Publishing platform and women’s site BlogHer held a successful convention in San Diego this past weekend and one topic of discussion was online safety and privacy for kids. In the talk titled “The Tie that Binds Parent and Child,” panelists Carrie Jacobsen, Catherine McManus and Jane Collins discussed how moms feel about technology’s role in their own lives, as well as their relationships with their kids. The panelists also addressed how many parents are reluctant to monitor their kids online because they feel uncomfortable and as if they are invading a child’s privacy. But Jacobsen, a Verizon specialist in responsible use of wireless products, pointed out that “with the Internet, it’s easier to hide things, but you have a right as a parent to go out and find what it is.”
Jacobsen made a great point, especially for parents whose kids aren’t technically old enough to have accounts on sites like Facebook. If a child wants to have access to some kind of social network, a parent has every right to know what activities their child will then be engaging in, and how they will behave on those sites. It’s also important that kids understand that what they put online can potentially be there forever, even though this may be a hard concept to grasp.

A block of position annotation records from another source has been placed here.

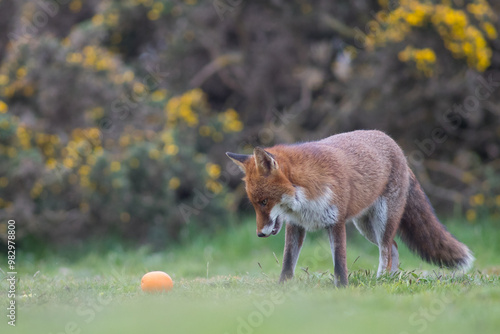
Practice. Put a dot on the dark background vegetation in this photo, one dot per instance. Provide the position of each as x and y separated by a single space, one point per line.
115 115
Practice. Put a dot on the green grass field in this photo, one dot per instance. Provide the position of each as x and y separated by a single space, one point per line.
228 284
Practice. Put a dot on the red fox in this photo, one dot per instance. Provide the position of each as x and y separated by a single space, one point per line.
360 177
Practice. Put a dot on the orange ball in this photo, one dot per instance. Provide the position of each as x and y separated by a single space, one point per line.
156 281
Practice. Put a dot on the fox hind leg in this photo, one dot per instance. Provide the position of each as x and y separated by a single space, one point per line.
379 229
395 257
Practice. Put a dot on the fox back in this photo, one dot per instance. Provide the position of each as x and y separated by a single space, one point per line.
360 177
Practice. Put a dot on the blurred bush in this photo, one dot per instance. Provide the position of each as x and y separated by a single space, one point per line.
114 115
147 185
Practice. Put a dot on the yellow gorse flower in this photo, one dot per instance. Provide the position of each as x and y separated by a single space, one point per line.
461 37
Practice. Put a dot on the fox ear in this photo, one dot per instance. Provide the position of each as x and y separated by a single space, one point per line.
239 159
264 161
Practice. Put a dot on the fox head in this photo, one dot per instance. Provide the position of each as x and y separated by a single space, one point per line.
266 186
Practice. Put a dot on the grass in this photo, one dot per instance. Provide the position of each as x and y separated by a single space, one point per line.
227 284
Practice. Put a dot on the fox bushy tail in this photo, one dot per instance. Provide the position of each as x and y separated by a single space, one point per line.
421 230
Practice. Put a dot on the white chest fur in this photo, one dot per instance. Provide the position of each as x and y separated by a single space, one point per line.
312 214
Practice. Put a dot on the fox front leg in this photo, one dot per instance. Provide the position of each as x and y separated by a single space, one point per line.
294 238
337 236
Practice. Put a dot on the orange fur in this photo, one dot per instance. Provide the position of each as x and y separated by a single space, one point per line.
360 176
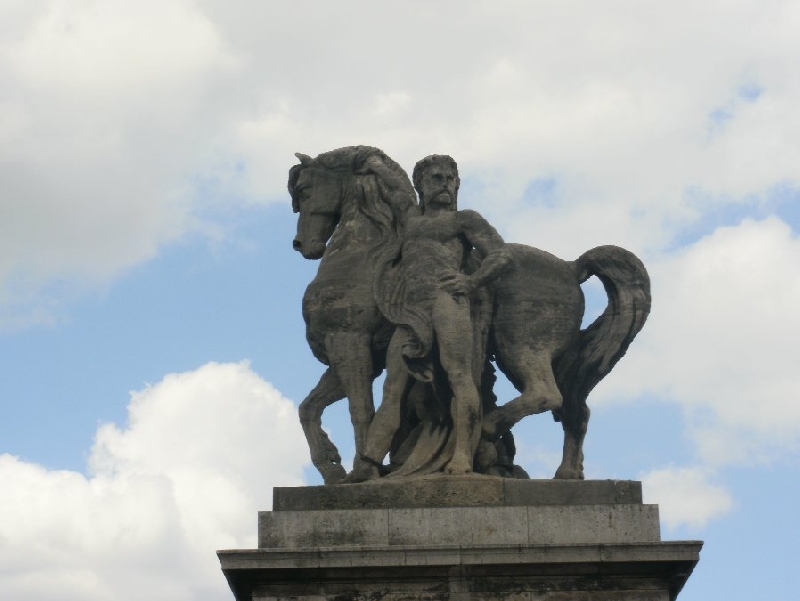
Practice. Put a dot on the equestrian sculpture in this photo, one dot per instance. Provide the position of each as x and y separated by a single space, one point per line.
434 295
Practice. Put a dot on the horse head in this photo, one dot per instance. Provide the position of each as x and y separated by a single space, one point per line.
317 190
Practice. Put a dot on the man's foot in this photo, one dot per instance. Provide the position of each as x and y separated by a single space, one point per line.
363 470
458 465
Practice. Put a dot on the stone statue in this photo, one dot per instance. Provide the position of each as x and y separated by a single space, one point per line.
434 294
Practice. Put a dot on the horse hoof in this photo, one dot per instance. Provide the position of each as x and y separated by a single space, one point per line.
564 473
333 473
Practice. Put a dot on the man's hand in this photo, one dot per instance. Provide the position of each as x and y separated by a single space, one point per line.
458 284
372 164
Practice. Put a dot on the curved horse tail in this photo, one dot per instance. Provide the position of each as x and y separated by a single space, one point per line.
601 345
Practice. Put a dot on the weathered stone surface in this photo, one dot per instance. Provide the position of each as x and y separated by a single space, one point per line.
417 287
449 491
641 572
515 525
567 550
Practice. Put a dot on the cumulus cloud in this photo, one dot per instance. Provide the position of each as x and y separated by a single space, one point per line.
721 340
184 478
108 111
117 117
685 496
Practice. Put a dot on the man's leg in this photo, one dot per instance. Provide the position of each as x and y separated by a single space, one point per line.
453 327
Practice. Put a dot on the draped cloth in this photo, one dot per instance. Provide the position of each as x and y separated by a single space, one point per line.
409 305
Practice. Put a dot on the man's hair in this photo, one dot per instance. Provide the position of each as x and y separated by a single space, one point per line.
429 161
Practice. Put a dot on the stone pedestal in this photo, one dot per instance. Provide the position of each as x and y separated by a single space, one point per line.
454 539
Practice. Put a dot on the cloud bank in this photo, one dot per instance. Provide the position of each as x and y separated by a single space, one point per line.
184 478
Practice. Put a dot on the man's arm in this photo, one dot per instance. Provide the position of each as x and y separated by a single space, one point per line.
494 255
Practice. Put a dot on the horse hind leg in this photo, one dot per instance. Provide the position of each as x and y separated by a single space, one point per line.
575 420
324 454
532 373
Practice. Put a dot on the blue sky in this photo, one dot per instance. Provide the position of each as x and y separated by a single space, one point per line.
151 339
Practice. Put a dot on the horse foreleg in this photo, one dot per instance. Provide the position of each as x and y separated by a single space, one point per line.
533 373
324 454
350 355
575 420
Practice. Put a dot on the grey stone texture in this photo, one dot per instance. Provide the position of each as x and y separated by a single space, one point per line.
450 491
510 540
409 282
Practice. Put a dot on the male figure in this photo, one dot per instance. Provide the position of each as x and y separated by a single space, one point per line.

Jacobsen suggested that one way for parents to teach their kids the full impact of their online actions is to ask them to think of a dream they have for the future, and explain to them that if they put something online that damages their reputation, it could ruin the possibility of that dream coming true.
While many of the discussion topics at the convention were specifically related to blogging, and moms who create their own content and communities online, it’s exciting to see that parents’ relationships with their kids – specifically regarding online behaviors – was a different issue addressed. Parenting is constantly changing as kids get involved with social networking and younger and younger ages – and it’s important for parents to know the best ways to monitor their kids’ activities to keep them safer online.
Do you ever discuss safe online practices and monitoring methods with friends who are also parents?